On mesure les données anthropométriques, le poids, le pourcentage de gras et le tour de taille (qui « est vraiment notre préoccupation principale; le médecin a un gallon à mesurer autour du cou avec son stéthoscope »). Le parcours dirige l’employé vers l’unité cardiorespiratoire, où l’on peut mesurer la résistance à l’effort sur un tapis roulant. Des gens sont là pour surveiller le rythme cardiaque et la tension artérielle, et on mesure le VO2Max, soit la capacité à l’effort selon divers paliers de difficulté.

Le parcours se termine avec un professionnel de la santé qui remet et explique à chaud les résultats du rapport personnalisé. L’employé repart avec le bilan de son état de santé et il sait où il se situe à l’égard des facteurs de risque pour sa santé. « On évalue l’âge vasculaire, c’est-à-dire le degré d’usure du système cardiovasculaire. On suggère évidemment des recommandations, des gestes quotidiens que l’employé peut poser pour améliorer son état de santé. On n’impose rien : l’employé doit être volontaire si l’on veut changer les habitudes de vie. Tant que l’employé n’est pas d’accord pour supprimer tel élément de son alimentation, on essaie de lui proposer autre chose, jusqu’à ce qu’il soit prêt à modifier d’autres paramètres. »

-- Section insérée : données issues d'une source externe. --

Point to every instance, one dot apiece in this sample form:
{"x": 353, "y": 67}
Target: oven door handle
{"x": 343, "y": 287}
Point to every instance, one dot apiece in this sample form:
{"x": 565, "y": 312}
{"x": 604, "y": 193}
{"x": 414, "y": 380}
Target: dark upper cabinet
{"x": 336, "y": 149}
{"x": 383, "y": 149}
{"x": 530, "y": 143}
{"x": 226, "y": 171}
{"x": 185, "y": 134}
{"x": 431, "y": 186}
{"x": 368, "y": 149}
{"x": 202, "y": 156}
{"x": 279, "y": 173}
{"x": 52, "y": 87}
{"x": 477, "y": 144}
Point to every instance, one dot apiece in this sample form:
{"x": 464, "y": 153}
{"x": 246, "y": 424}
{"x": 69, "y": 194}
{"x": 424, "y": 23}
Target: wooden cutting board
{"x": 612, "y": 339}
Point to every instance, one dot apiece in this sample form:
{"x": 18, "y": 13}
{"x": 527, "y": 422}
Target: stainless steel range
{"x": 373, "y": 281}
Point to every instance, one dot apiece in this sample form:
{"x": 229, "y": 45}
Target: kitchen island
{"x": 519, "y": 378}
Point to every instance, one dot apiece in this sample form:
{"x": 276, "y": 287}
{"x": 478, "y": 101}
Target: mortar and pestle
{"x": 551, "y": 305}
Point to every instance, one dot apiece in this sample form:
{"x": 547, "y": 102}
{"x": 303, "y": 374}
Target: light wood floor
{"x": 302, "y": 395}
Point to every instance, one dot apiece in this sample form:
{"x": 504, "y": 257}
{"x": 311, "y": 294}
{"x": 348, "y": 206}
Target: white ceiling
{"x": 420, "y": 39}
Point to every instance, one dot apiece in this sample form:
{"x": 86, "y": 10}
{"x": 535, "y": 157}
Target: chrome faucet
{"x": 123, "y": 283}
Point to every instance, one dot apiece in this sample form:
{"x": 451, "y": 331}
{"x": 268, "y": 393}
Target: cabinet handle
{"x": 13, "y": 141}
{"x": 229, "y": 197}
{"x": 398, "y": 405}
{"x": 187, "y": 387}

L’entreprise aussi obtient un rapport dépersonnalisé où l’on détermine le pourcentage de risque en fonction des différents facteurs mesurés : adiposité, hypertension, diabète, etc. chez les employés qui ont accepté volontairement de participer à l’évaluation. La campagne de mobilisation dure trois mois. On crée des équipes de cinq personnes qui peuvent s’entraider dans leur parcours, « ce qui a bien plus d’impact sur le succès qu’une diète classique où l’on impose tel régime et telles restrictions ».

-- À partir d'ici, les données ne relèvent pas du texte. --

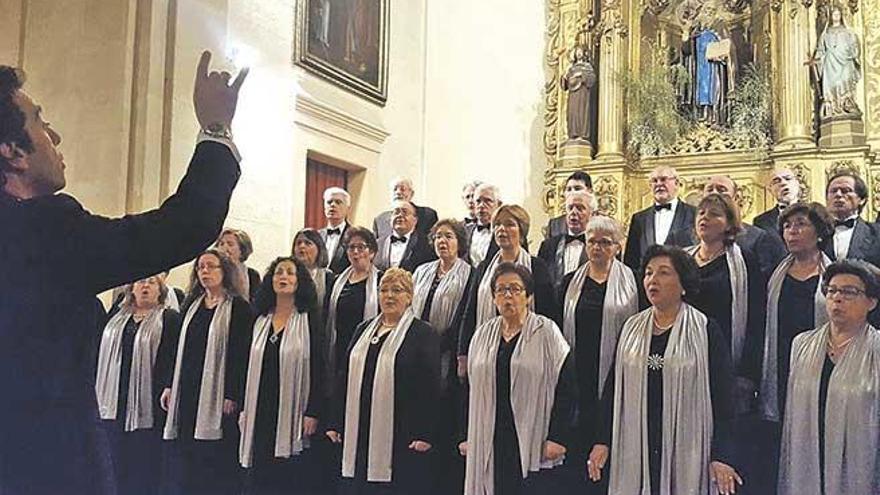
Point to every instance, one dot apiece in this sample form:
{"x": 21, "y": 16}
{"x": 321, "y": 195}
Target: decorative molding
{"x": 606, "y": 189}
{"x": 306, "y": 105}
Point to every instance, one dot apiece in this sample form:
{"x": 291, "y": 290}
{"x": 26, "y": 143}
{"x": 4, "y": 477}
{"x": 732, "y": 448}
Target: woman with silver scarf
{"x": 597, "y": 299}
{"x": 386, "y": 405}
{"x": 438, "y": 298}
{"x": 831, "y": 431}
{"x": 795, "y": 304}
{"x": 667, "y": 413}
{"x": 133, "y": 356}
{"x": 283, "y": 395}
{"x": 522, "y": 390}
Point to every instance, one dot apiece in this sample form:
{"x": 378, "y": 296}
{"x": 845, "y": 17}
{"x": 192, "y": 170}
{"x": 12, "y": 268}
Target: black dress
{"x": 270, "y": 474}
{"x": 136, "y": 454}
{"x": 720, "y": 392}
{"x": 416, "y": 393}
{"x": 507, "y": 468}
{"x": 211, "y": 466}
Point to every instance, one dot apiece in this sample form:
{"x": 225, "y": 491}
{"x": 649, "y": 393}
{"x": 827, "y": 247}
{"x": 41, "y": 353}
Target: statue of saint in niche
{"x": 837, "y": 63}
{"x": 709, "y": 58}
{"x": 579, "y": 81}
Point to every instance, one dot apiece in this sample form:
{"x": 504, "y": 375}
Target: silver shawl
{"x": 621, "y": 302}
{"x": 534, "y": 373}
{"x": 769, "y": 379}
{"x": 371, "y": 309}
{"x": 687, "y": 407}
{"x": 139, "y": 407}
{"x": 852, "y": 418}
{"x": 381, "y": 438}
{"x": 739, "y": 290}
{"x": 293, "y": 394}
{"x": 485, "y": 301}
{"x": 210, "y": 409}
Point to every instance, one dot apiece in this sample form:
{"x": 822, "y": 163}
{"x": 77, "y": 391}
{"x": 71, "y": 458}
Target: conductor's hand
{"x": 214, "y": 97}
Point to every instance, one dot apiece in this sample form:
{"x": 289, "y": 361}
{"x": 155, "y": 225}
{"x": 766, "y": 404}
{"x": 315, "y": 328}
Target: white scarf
{"x": 769, "y": 378}
{"x": 687, "y": 408}
{"x": 210, "y": 409}
{"x": 381, "y": 437}
{"x": 293, "y": 395}
{"x": 739, "y": 290}
{"x": 371, "y": 309}
{"x": 485, "y": 300}
{"x": 852, "y": 418}
{"x": 621, "y": 302}
{"x": 534, "y": 372}
{"x": 139, "y": 407}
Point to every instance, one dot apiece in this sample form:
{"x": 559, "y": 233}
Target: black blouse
{"x": 193, "y": 363}
{"x": 796, "y": 314}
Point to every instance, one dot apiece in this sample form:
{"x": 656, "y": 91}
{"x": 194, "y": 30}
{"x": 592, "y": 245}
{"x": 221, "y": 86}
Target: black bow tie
{"x": 848, "y": 223}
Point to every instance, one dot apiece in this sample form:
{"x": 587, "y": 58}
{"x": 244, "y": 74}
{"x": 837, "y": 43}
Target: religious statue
{"x": 579, "y": 81}
{"x": 837, "y": 65}
{"x": 709, "y": 58}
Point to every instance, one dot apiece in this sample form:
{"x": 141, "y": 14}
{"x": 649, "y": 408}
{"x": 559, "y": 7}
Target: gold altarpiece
{"x": 781, "y": 34}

On essaie d’avoir un fumeur par équipe, et on mesure le succès, tout comme le tour de taille de l’équipe. À la fin du trimestre, un prix de participation est offert par l’employeur. Cette mesure incitative externe est importante, mais il ne faut pas insister là-dessus, dit-elle. L’important est de mobiliser les employés et de créer un contexte amusant qui fera en sorte que, durant le trimestre que dure l’exercice, on aide les gens à prendre conscience de leur état de santé et des gestes qu’ils peuvent faire pour diminuer les risques.

Natalie Alméras note qu’à l’IUCPQ, on voit des gens de plus en jeunes arriver à l’urgence dans des conditions cardiovasculaires critiques. « Aujourd’hui, on en voit toutes les semaines qui ont à peine 40 ans. » Tendance plus inquiétante encore, les problèmes d’obésité, d’hypertension et de diabète frappent les jeunes de moins de 20 ans. « C’est cette génération qui arrivera sous peu sur le marché du travail. »

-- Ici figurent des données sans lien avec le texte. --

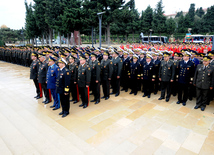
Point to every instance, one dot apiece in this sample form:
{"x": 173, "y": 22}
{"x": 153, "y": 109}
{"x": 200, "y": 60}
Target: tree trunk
{"x": 108, "y": 34}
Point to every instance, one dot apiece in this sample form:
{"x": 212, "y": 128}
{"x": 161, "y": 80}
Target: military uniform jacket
{"x": 186, "y": 72}
{"x": 34, "y": 68}
{"x": 147, "y": 71}
{"x": 73, "y": 69}
{"x": 106, "y": 69}
{"x": 117, "y": 66}
{"x": 134, "y": 71}
{"x": 43, "y": 68}
{"x": 95, "y": 71}
{"x": 52, "y": 75}
{"x": 167, "y": 71}
{"x": 84, "y": 75}
{"x": 63, "y": 81}
{"x": 204, "y": 78}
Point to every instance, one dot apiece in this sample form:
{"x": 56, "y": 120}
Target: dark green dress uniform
{"x": 62, "y": 87}
{"x": 117, "y": 68}
{"x": 34, "y": 67}
{"x": 106, "y": 73}
{"x": 84, "y": 78}
{"x": 166, "y": 73}
{"x": 95, "y": 76}
{"x": 73, "y": 69}
{"x": 43, "y": 68}
{"x": 185, "y": 76}
{"x": 203, "y": 79}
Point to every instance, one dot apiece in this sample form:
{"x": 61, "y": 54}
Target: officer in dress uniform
{"x": 185, "y": 77}
{"x": 117, "y": 68}
{"x": 125, "y": 71}
{"x": 106, "y": 73}
{"x": 84, "y": 79}
{"x": 148, "y": 75}
{"x": 95, "y": 78}
{"x": 73, "y": 68}
{"x": 204, "y": 82}
{"x": 34, "y": 67}
{"x": 52, "y": 75}
{"x": 62, "y": 87}
{"x": 166, "y": 76}
{"x": 43, "y": 68}
{"x": 134, "y": 74}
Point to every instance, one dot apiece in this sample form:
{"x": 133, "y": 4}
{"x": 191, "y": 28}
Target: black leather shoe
{"x": 64, "y": 115}
{"x": 196, "y": 107}
{"x": 96, "y": 102}
{"x": 161, "y": 98}
{"x": 85, "y": 106}
{"x": 202, "y": 108}
{"x": 81, "y": 105}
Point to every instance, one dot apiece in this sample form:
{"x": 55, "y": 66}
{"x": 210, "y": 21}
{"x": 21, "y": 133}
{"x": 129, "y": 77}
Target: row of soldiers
{"x": 90, "y": 67}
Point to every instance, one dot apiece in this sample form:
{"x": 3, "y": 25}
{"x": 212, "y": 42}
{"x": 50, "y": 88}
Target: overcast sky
{"x": 12, "y": 12}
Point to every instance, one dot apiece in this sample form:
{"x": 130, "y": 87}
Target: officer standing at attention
{"x": 106, "y": 73}
{"x": 204, "y": 82}
{"x": 117, "y": 68}
{"x": 84, "y": 78}
{"x": 73, "y": 68}
{"x": 52, "y": 74}
{"x": 34, "y": 67}
{"x": 185, "y": 77}
{"x": 166, "y": 76}
{"x": 62, "y": 87}
{"x": 42, "y": 76}
{"x": 95, "y": 78}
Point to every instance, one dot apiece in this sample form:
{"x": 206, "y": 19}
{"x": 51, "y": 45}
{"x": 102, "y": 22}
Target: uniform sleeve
{"x": 67, "y": 81}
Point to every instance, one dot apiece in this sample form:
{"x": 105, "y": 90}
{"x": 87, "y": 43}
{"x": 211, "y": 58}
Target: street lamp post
{"x": 100, "y": 25}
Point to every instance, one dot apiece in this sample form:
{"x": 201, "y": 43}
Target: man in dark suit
{"x": 84, "y": 79}
{"x": 34, "y": 67}
{"x": 95, "y": 78}
{"x": 185, "y": 77}
{"x": 117, "y": 68}
{"x": 106, "y": 73}
{"x": 62, "y": 87}
{"x": 166, "y": 76}
{"x": 204, "y": 82}
{"x": 43, "y": 68}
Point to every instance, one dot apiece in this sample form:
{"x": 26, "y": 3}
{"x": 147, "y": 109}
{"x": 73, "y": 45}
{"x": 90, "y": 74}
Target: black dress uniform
{"x": 148, "y": 74}
{"x": 95, "y": 80}
{"x": 106, "y": 74}
{"x": 84, "y": 78}
{"x": 62, "y": 87}
{"x": 203, "y": 79}
{"x": 73, "y": 69}
{"x": 117, "y": 68}
{"x": 185, "y": 76}
{"x": 166, "y": 73}
{"x": 34, "y": 67}
{"x": 43, "y": 68}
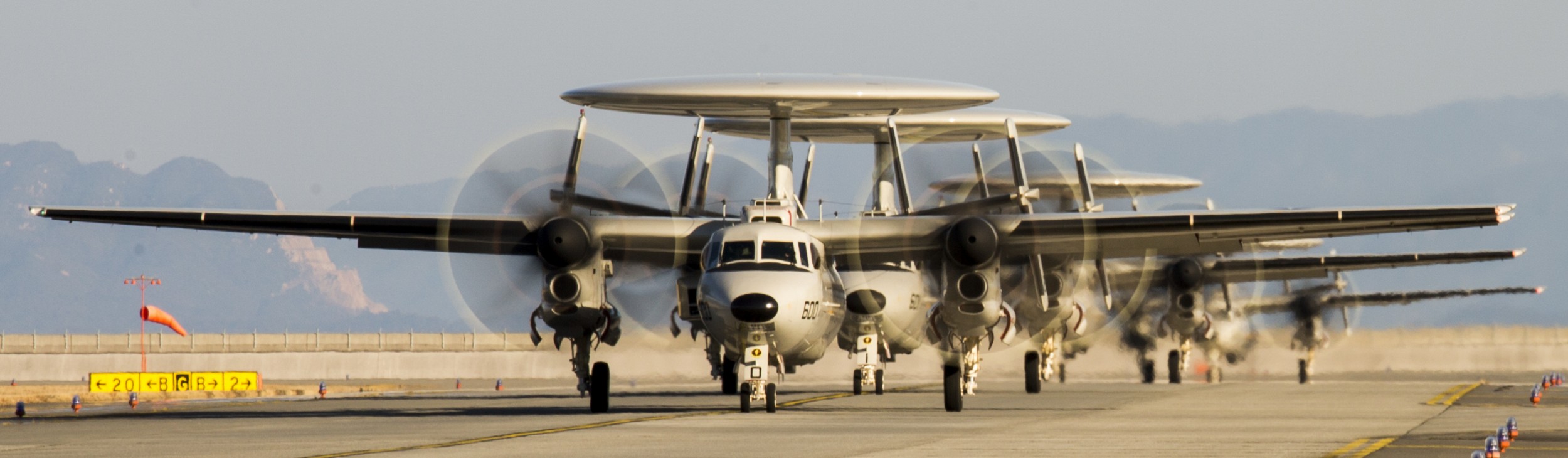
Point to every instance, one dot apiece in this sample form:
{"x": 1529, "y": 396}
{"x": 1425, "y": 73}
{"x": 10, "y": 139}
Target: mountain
{"x": 1465, "y": 152}
{"x": 60, "y": 277}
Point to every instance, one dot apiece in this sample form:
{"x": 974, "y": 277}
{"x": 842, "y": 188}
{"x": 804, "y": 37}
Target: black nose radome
{"x": 971, "y": 242}
{"x": 755, "y": 308}
{"x": 563, "y": 242}
{"x": 1186, "y": 274}
{"x": 866, "y": 302}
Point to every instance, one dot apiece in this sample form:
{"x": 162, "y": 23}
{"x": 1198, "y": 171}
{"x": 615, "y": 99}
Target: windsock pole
{"x": 142, "y": 281}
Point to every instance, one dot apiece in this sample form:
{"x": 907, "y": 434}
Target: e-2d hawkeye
{"x": 581, "y": 248}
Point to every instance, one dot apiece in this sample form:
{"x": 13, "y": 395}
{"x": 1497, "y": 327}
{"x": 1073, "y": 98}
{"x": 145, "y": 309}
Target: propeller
{"x": 526, "y": 176}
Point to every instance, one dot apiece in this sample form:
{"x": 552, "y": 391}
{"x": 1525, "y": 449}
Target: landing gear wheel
{"x": 952, "y": 388}
{"x": 1032, "y": 372}
{"x": 773, "y": 397}
{"x": 600, "y": 388}
{"x": 728, "y": 378}
{"x": 745, "y": 400}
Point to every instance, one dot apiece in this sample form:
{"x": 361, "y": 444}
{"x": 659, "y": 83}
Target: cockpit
{"x": 761, "y": 253}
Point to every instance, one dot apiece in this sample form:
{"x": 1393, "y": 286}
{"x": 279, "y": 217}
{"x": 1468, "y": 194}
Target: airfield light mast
{"x": 142, "y": 281}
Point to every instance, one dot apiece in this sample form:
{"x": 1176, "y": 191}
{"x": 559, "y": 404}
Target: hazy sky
{"x": 350, "y": 95}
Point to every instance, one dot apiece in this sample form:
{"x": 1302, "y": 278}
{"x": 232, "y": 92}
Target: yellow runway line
{"x": 1347, "y": 447}
{"x": 584, "y": 427}
{"x": 1374, "y": 447}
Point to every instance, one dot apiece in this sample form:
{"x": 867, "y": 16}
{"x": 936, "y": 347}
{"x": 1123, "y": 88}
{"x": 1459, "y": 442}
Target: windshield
{"x": 744, "y": 250}
{"x": 778, "y": 252}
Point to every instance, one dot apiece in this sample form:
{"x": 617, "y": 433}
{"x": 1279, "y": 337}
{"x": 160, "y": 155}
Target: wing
{"x": 642, "y": 239}
{"x": 1281, "y": 303}
{"x": 1130, "y": 234}
{"x": 1128, "y": 275}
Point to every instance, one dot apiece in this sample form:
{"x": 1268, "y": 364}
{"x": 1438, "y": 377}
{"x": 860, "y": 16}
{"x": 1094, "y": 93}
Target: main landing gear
{"x": 867, "y": 361}
{"x": 1178, "y": 361}
{"x": 961, "y": 380}
{"x": 1303, "y": 368}
{"x": 1039, "y": 366}
{"x": 593, "y": 381}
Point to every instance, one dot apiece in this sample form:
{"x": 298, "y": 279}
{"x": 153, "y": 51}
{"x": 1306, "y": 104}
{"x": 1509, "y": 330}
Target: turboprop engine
{"x": 971, "y": 283}
{"x": 575, "y": 284}
{"x": 1187, "y": 316}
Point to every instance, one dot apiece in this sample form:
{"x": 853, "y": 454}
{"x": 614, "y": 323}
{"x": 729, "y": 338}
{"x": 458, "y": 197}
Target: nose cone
{"x": 755, "y": 308}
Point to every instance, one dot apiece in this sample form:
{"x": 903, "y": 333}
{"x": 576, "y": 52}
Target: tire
{"x": 773, "y": 397}
{"x": 952, "y": 390}
{"x": 745, "y": 400}
{"x": 728, "y": 378}
{"x": 1032, "y": 372}
{"x": 600, "y": 388}
{"x": 1173, "y": 365}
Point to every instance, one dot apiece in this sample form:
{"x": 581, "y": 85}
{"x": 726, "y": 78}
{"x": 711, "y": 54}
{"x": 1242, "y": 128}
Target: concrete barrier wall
{"x": 651, "y": 356}
{"x": 162, "y": 343}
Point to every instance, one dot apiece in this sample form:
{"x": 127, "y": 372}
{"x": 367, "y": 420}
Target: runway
{"x": 820, "y": 419}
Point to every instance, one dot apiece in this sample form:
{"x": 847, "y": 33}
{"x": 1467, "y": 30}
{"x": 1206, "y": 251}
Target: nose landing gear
{"x": 755, "y": 385}
{"x": 867, "y": 361}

Certes, l’incidence du tabagisme a été réduite, et les problèmes de cholestérol sont mieux gérés qu’avant, tout comme la tension artérielle. Mais ces progrès ont été obtenus au prix d’une consommation accrue de médicaments et au recours plus fréquent aux services de santé. Depuis les années 1990 et 2000, les professionnels de la médecine ont vu se conjuguer plusieurs problèmes de santé : surplus de poids, hypertension et glycémie élevée, que l’on a réunis sous le vocable de « syndrome métabolique ». L’hypertension est devenue un « meurtrier silencieux », car de nombreuses personnes en souffrent sans le savoir, faute d’avoir accès à un médecin de famille. Plus de 35 000 nouveaux cas de diabète sont déclarés chaque année, et cela a un impact direct sur le système cardiovasculaire.